Don’t get me wrong; some AMAZING things happened. My brother graduated from UD and was commissioned in the US Army two days after Dad left the world. Dad’s send-off was better than I could have imagined thanks to three faith communities and and army of family and friends, many of whom had never even got to meet him. One of my best friends got married and another had a baby. I got to help launch a church and help build a community with all sorts of awesome people who have done more than I could imagine. (They love Mom more than they love me, but I’m already used to that.) This Christmas season I got to perform with one of the most highly-regarded group of musicians in the area.
At the same time… I lost my father, my aunt, a cousin, and my cat. There have been the logistics and expenses of dealing with probate and everything spinning out from that. Friendships and relationships have been challenged and some have not been healed. I’m still struggling a bit with the whole “What’s next?” now that the caregiving thing has shifted.
And yeah… and I’m still periodically getting beat upside the head with the “Forty-year-old never-married/not-dating broke-@$$ failure-of-a-human-being with little or no social life who lives with and spends too much time with his mother” shit. YES. I’M AWARE. THANK YOU FOR REMINDING ME. Do I fit enough of the stereotype yet or should I get my comic book collection from my bedroom closet, scatter them all over the floor of my garage office, and take pictures?
(I almost did it, but most of them were bought in the 90’s during the comic book speculation bubble, so they really aren’t worth the paper they are printed on. None of the “Mint condition never opened” junk. I read those puppies!)

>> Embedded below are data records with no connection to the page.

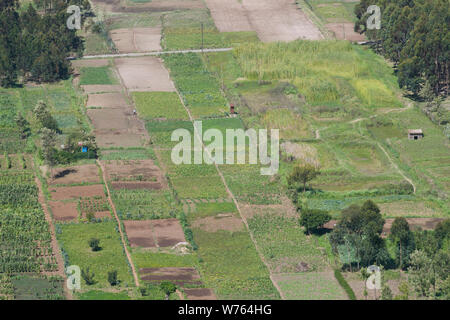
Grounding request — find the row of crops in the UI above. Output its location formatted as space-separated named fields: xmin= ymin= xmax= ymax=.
xmin=0 ymin=162 xmax=57 ymax=273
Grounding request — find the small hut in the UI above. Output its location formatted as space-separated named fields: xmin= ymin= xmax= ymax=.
xmin=408 ymin=129 xmax=423 ymax=140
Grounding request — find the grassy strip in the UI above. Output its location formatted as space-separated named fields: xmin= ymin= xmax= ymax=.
xmin=334 ymin=269 xmax=356 ymax=300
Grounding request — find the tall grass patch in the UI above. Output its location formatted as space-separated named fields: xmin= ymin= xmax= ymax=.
xmin=235 ymin=41 xmax=401 ymax=108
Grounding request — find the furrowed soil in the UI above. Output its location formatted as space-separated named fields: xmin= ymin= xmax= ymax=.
xmin=206 ymin=0 xmax=323 ymax=42
xmin=115 ymin=57 xmax=175 ymax=92
xmin=110 ymin=28 xmax=162 ymax=53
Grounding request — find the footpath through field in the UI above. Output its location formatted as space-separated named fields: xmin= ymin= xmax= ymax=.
xmin=81 ymin=48 xmax=233 ymax=59
xmin=172 ymin=81 xmax=286 ymax=300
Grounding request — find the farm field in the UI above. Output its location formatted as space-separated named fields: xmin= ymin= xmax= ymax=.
xmin=57 ymin=221 xmax=133 ymax=288
xmin=0 ymin=0 xmax=450 ymax=306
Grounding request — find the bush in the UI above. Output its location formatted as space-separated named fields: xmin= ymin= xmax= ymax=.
xmin=334 ymin=269 xmax=356 ymax=300
xmin=159 ymin=281 xmax=177 ymax=300
xmin=88 ymin=238 xmax=101 ymax=251
xmin=108 ymin=270 xmax=119 ymax=286
xmin=81 ymin=267 xmax=95 ymax=286
xmin=299 ymin=209 xmax=331 ymax=234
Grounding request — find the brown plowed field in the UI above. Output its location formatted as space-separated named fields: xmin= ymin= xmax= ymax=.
xmin=184 ymin=288 xmax=217 ymax=300
xmin=86 ymin=92 xmax=128 ymax=108
xmin=92 ymin=0 xmax=205 ymax=13
xmin=111 ymin=182 xmax=163 ymax=190
xmin=86 ymin=109 xmax=130 ymax=131
xmin=325 ymin=22 xmax=366 ymax=42
xmin=139 ymin=267 xmax=201 ymax=286
xmin=102 ymin=160 xmax=167 ymax=189
xmin=206 ymin=0 xmax=323 ymax=42
xmin=115 ymin=57 xmax=175 ymax=92
xmin=192 ymin=214 xmax=244 ymax=232
xmin=49 ymin=164 xmax=100 ymax=185
xmin=123 ymin=219 xmax=186 ymax=248
xmin=205 ymin=0 xmax=253 ymax=32
xmin=95 ymin=130 xmax=145 ymax=148
xmin=110 ymin=28 xmax=162 ymax=53
xmin=48 ymin=201 xmax=78 ymax=221
xmin=81 ymin=84 xmax=122 ymax=93
xmin=49 ymin=184 xmax=105 ymax=200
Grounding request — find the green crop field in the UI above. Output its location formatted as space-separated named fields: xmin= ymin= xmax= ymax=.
xmin=57 ymin=222 xmax=133 ymax=289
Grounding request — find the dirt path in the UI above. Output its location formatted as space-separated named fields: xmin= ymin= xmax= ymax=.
xmin=81 ymin=48 xmax=233 ymax=59
xmin=377 ymin=142 xmax=416 ymax=194
xmin=96 ymin=159 xmax=139 ymax=287
xmin=176 ymin=90 xmax=286 ymax=300
xmin=34 ymin=172 xmax=72 ymax=300
xmin=316 ymin=101 xmax=417 ymax=194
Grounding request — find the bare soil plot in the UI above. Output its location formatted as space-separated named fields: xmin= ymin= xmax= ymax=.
xmin=123 ymin=219 xmax=186 ymax=248
xmin=110 ymin=28 xmax=162 ymax=53
xmin=81 ymin=211 xmax=111 ymax=219
xmin=92 ymin=0 xmax=205 ymax=13
xmin=205 ymin=0 xmax=253 ymax=32
xmin=115 ymin=57 xmax=175 ymax=92
xmin=72 ymin=59 xmax=109 ymax=69
xmin=325 ymin=22 xmax=366 ymax=42
xmin=123 ymin=220 xmax=156 ymax=248
xmin=379 ymin=201 xmax=443 ymax=218
xmin=49 ymin=201 xmax=78 ymax=221
xmin=95 ymin=130 xmax=145 ymax=148
xmin=49 ymin=184 xmax=105 ymax=200
xmin=86 ymin=109 xmax=131 ymax=131
xmin=211 ymin=0 xmax=323 ymax=42
xmin=102 ymin=159 xmax=167 ymax=189
xmin=86 ymin=93 xmax=128 ymax=108
xmin=139 ymin=267 xmax=201 ymax=286
xmin=81 ymin=84 xmax=122 ymax=94
xmin=383 ymin=218 xmax=444 ymax=235
xmin=240 ymin=197 xmax=298 ymax=219
xmin=192 ymin=214 xmax=244 ymax=232
xmin=151 ymin=219 xmax=186 ymax=247
xmin=184 ymin=288 xmax=217 ymax=300
xmin=49 ymin=164 xmax=100 ymax=185
xmin=111 ymin=182 xmax=163 ymax=190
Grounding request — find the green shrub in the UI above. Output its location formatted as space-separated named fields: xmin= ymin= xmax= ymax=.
xmin=88 ymin=238 xmax=101 ymax=251
xmin=81 ymin=267 xmax=95 ymax=286
xmin=108 ymin=270 xmax=119 ymax=286
xmin=334 ymin=269 xmax=356 ymax=300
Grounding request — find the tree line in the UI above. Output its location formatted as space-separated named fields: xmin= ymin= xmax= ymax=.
xmin=0 ymin=0 xmax=90 ymax=87
xmin=355 ymin=0 xmax=450 ymax=96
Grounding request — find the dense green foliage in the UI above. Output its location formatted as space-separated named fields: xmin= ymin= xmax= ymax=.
xmin=355 ymin=0 xmax=450 ymax=95
xmin=0 ymin=0 xmax=89 ymax=86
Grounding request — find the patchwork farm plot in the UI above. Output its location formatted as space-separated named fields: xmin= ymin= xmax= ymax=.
xmin=206 ymin=0 xmax=323 ymax=42
xmin=124 ymin=219 xmax=186 ymax=248
xmin=110 ymin=28 xmax=162 ymax=53
xmin=114 ymin=57 xmax=175 ymax=92
xmin=0 ymin=0 xmax=450 ymax=300
xmin=302 ymin=0 xmax=366 ymax=41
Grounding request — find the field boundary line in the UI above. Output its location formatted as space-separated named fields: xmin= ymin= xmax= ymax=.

I don’t know about you, but I’m too wrapped-up in my own life to be concerned with someone else’s “personal failings.” I have my own which are far more than whatever I specified on social media or my blog. You tend to your splinter; I’ll tend to mine.
If you had an awesome 2017, I’m glad for you. I’m perfectly willing to celebrate with you (from the comfort and safety of my garage that I need to finish cleaning). If 2017 was a year of struggle and/or recovery, know that I am pulling and praying for you every step of the way. If 2017 was a year of pain and emotional hurt, then know that I am right there with you.
As far as 2017 goes, I’m just tired and ready for it to go. Bring on 2018.